Kerokan Menyembuhkan Bermacam Penyakit?


Masyarakat jawa, khususnya Jawa Tengah, mempunyai pengobatan khas yang disebut dengan kerokan atau kerikan. Pengobatan ini dilakukan dengan menekan atau menggesekan benda tumpul berulang-ulang pada kulit hingga timbul kemerahan, dapat menggunakan minyak pelicin atau balsam. Dalam tinjauan medis, perlakuan ini akan menimbulkan jejas mekanik yang mengakibatkan terjadinya reaksi inflamasi buatan. Reaksi ini tidak membahayakan akan tetapi dapat menguntungkan bagi subyek.
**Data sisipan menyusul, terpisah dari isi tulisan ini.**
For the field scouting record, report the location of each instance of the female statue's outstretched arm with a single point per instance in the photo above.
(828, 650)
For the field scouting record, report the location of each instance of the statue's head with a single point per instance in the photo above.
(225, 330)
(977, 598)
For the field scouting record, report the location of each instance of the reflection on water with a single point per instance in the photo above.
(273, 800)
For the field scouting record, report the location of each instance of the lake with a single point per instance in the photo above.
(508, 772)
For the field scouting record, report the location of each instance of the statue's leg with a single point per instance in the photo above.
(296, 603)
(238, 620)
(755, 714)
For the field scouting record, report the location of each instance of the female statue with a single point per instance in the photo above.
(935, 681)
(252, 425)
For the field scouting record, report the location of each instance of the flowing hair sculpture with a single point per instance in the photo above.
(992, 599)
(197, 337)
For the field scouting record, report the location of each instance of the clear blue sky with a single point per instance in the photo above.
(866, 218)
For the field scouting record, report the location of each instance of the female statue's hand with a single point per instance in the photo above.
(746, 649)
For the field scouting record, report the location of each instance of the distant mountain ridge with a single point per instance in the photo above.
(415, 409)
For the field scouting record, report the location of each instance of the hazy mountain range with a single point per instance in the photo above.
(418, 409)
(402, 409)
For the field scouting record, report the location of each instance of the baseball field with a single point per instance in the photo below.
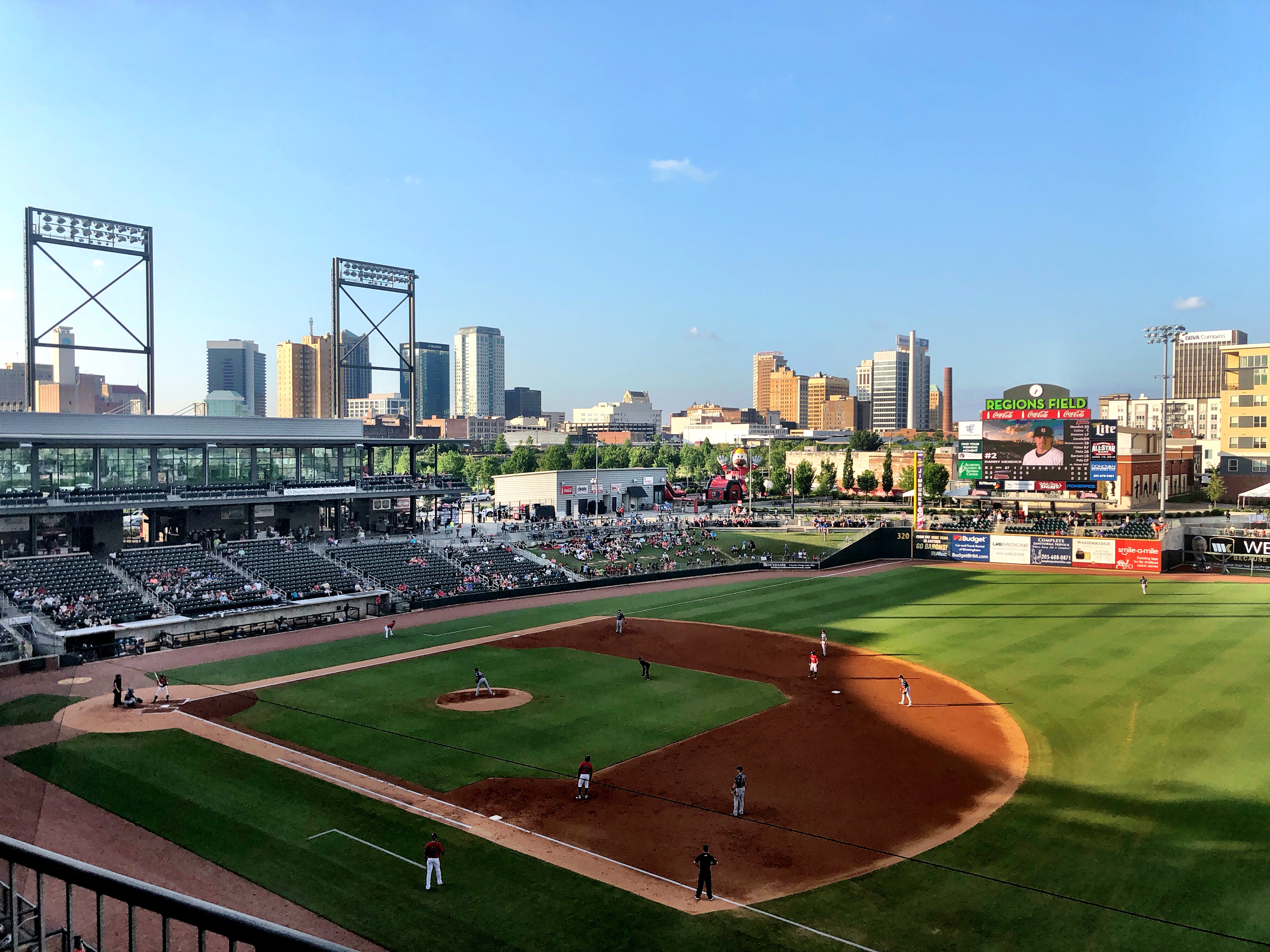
(1084, 767)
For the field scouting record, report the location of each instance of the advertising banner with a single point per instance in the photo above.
(1218, 547)
(931, 545)
(1011, 550)
(1036, 414)
(967, 547)
(1094, 552)
(1052, 550)
(1137, 555)
(970, 470)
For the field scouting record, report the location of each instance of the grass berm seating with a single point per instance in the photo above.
(69, 578)
(205, 578)
(296, 570)
(498, 559)
(389, 564)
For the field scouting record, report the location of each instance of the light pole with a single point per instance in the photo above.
(1164, 334)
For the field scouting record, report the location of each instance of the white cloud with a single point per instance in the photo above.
(670, 169)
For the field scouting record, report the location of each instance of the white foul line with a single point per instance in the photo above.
(371, 846)
(634, 869)
(460, 631)
(373, 794)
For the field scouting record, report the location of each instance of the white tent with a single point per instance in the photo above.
(1259, 493)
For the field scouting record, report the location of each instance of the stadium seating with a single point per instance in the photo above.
(191, 581)
(66, 579)
(1132, 530)
(296, 570)
(389, 565)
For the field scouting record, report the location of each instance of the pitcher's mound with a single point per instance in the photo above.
(468, 701)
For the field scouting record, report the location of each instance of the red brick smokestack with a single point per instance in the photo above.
(948, 400)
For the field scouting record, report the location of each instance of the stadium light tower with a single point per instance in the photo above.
(105, 236)
(1168, 336)
(346, 273)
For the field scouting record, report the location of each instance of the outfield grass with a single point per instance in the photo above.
(33, 709)
(1146, 718)
(583, 704)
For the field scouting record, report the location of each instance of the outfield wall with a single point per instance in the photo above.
(1132, 555)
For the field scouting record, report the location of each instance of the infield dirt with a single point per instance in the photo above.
(823, 770)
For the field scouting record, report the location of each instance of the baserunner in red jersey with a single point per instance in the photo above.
(585, 780)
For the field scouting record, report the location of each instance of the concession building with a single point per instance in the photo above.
(568, 493)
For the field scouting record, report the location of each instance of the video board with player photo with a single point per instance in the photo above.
(1055, 451)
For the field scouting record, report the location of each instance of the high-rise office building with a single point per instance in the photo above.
(523, 402)
(431, 380)
(298, 381)
(821, 388)
(765, 364)
(947, 417)
(479, 372)
(901, 382)
(238, 366)
(1198, 362)
(788, 395)
(864, 381)
(306, 375)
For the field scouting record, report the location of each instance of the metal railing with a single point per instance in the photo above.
(26, 923)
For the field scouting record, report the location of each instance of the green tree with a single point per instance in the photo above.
(865, 441)
(556, 459)
(827, 480)
(803, 478)
(1216, 488)
(935, 480)
(453, 462)
(524, 459)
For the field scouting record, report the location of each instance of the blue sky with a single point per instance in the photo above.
(643, 196)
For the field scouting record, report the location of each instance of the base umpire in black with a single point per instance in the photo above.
(704, 862)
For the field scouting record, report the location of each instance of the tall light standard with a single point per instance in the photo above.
(1164, 334)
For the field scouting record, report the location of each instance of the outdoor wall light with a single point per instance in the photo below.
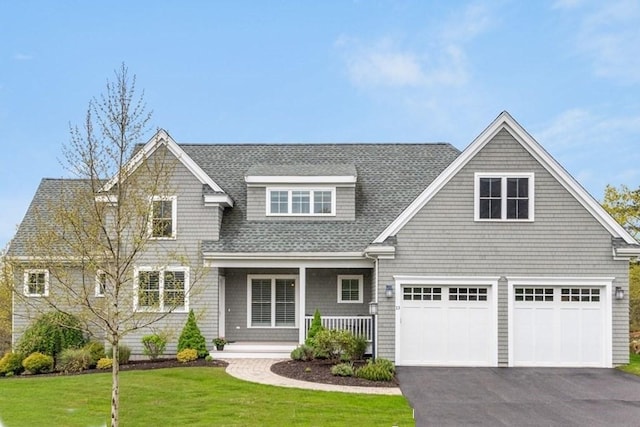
(373, 308)
(388, 291)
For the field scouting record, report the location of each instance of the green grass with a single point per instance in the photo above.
(634, 365)
(188, 396)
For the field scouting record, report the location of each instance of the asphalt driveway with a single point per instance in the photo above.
(521, 396)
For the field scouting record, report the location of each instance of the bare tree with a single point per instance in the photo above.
(95, 228)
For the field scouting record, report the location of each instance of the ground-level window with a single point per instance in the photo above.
(272, 301)
(36, 283)
(164, 289)
(350, 289)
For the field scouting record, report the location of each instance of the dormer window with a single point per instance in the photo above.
(504, 197)
(301, 202)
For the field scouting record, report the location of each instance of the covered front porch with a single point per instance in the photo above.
(266, 307)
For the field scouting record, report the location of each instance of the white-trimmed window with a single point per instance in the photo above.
(162, 224)
(350, 289)
(504, 197)
(301, 202)
(101, 283)
(161, 289)
(272, 301)
(36, 283)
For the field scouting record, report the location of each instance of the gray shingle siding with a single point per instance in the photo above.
(564, 241)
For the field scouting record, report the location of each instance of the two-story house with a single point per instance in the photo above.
(494, 256)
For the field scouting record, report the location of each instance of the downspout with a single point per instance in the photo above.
(374, 343)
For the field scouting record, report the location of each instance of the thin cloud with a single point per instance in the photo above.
(391, 63)
(608, 35)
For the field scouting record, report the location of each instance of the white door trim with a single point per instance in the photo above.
(448, 281)
(603, 282)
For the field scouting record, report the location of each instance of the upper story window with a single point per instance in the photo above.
(504, 197)
(163, 289)
(36, 283)
(163, 217)
(101, 283)
(283, 201)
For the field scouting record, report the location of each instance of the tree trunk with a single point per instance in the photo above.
(115, 384)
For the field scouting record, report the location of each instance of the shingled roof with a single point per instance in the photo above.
(389, 177)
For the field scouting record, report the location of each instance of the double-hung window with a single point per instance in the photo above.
(36, 283)
(271, 301)
(301, 202)
(101, 283)
(164, 289)
(350, 289)
(504, 197)
(162, 224)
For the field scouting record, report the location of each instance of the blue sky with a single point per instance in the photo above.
(330, 71)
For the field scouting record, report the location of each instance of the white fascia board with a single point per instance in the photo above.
(505, 121)
(159, 139)
(292, 179)
(218, 200)
(107, 198)
(380, 252)
(627, 252)
(287, 260)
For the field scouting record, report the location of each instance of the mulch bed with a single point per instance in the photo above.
(319, 371)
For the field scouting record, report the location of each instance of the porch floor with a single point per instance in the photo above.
(255, 350)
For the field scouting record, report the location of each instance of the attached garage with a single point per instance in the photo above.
(561, 323)
(446, 323)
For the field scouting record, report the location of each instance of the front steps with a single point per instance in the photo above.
(255, 350)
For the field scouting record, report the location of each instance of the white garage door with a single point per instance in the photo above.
(446, 326)
(558, 326)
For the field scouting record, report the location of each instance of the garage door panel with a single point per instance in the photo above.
(563, 328)
(454, 330)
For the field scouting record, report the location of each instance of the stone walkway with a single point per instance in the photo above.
(259, 371)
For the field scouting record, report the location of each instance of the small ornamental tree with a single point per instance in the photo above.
(191, 337)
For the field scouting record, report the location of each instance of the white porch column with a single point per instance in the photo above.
(302, 307)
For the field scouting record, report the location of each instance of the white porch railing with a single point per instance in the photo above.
(357, 325)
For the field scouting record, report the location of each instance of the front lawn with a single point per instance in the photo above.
(634, 365)
(188, 396)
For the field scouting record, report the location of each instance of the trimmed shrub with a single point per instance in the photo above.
(342, 370)
(316, 326)
(51, 333)
(380, 370)
(105, 363)
(73, 360)
(192, 338)
(154, 345)
(358, 348)
(97, 352)
(38, 363)
(11, 364)
(124, 354)
(332, 344)
(187, 355)
(303, 352)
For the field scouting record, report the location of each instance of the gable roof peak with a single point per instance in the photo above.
(507, 122)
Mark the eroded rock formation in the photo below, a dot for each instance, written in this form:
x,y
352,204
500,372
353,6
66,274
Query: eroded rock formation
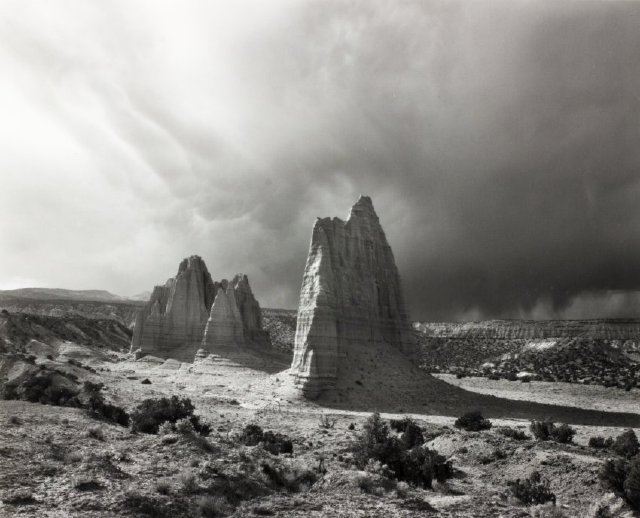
x,y
191,311
350,298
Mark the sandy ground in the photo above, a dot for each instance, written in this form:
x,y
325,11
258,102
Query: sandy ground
x,y
592,397
46,450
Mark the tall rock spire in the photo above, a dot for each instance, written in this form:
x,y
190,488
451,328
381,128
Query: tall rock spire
x,y
181,316
350,298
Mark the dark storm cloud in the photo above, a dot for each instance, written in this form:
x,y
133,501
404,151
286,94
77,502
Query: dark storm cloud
x,y
499,141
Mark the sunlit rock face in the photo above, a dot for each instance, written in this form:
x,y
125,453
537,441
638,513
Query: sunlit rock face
x,y
192,311
350,298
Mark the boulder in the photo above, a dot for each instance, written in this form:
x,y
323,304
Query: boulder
x,y
350,298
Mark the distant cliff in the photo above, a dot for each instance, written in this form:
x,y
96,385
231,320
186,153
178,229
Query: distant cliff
x,y
605,352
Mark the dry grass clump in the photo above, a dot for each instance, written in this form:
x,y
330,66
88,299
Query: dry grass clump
x,y
327,422
163,487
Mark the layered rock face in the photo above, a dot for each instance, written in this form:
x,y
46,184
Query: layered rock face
x,y
350,298
192,311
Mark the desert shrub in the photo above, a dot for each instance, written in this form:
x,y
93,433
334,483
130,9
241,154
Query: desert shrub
x,y
632,484
200,427
597,442
626,444
184,426
293,478
166,428
96,433
326,421
533,490
251,435
547,430
400,425
143,504
163,487
412,435
19,497
151,413
613,474
513,433
541,430
188,482
415,465
420,466
98,406
473,422
211,507
86,483
548,510
274,443
609,506
563,433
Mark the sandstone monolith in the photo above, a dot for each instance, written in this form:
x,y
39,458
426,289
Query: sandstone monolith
x,y
350,298
191,311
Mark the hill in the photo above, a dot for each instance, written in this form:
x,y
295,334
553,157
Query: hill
x,y
605,352
60,294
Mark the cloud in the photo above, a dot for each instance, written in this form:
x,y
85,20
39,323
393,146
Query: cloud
x,y
497,139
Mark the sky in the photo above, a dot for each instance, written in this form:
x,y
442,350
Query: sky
x,y
498,139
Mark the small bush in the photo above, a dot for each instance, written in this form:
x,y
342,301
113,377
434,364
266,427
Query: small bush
x,y
274,443
513,433
166,428
547,430
416,465
632,484
98,406
96,433
626,444
211,507
541,430
412,435
143,504
188,482
548,510
163,487
292,478
473,422
613,474
151,413
184,427
534,490
600,442
609,506
563,434
86,483
400,425
327,422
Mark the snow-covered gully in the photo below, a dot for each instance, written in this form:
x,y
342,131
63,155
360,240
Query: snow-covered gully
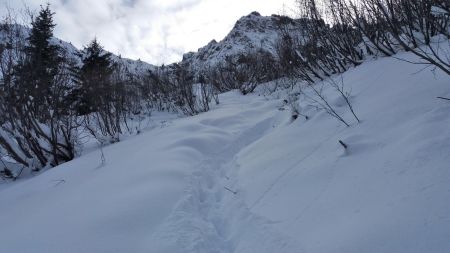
x,y
245,178
213,216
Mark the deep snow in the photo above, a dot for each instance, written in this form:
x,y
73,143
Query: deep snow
x,y
245,178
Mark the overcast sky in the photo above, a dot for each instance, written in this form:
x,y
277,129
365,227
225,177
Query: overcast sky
x,y
156,31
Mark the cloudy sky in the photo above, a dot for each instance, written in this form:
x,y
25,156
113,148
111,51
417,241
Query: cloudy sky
x,y
156,31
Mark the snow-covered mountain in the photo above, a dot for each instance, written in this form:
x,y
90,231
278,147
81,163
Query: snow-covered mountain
x,y
250,33
245,178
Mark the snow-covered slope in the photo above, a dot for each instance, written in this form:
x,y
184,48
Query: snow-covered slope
x,y
244,178
22,32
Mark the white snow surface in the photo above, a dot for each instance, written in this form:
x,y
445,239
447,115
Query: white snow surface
x,y
245,178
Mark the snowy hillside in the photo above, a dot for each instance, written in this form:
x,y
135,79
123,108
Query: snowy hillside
x,y
22,33
245,178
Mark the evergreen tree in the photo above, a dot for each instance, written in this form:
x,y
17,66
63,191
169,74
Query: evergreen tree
x,y
95,78
34,76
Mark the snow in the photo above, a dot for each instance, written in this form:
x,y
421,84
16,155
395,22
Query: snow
x,y
246,178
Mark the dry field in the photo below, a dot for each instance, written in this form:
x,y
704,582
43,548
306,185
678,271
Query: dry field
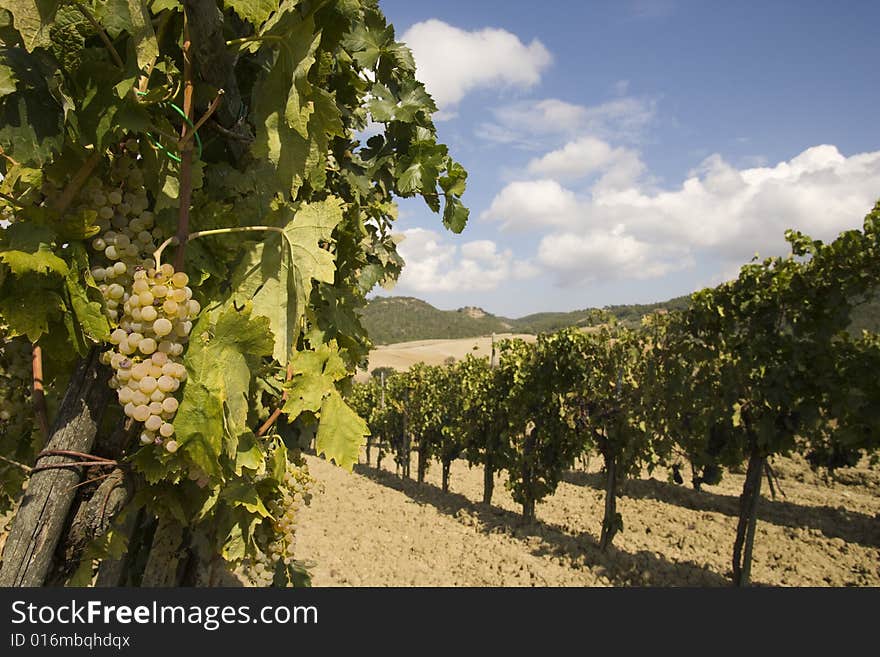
x,y
370,528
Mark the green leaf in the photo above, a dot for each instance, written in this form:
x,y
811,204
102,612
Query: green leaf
x,y
315,374
249,455
213,412
27,248
341,432
455,215
89,312
28,304
243,494
254,11
7,80
277,274
32,19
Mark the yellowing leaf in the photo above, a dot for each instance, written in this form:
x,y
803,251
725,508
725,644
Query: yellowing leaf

Menurut orang jawa, kerikan atau kerokan memiliki efek yang luar biasa sampai-sampai semua gejala penyakit diobati dengan kerokan. Benarkah demikian? Sampai saat ini kerikan dan prosesnya terhadap tubuh belum diketahui secara pasti. Efeknya pun masih menjadi perdebatan apakah terjadi karena reaksi inflamasi buatan atau hanya efek palsu (placebo) yang muncul akibat stigma yang telah berkembang sejak lama.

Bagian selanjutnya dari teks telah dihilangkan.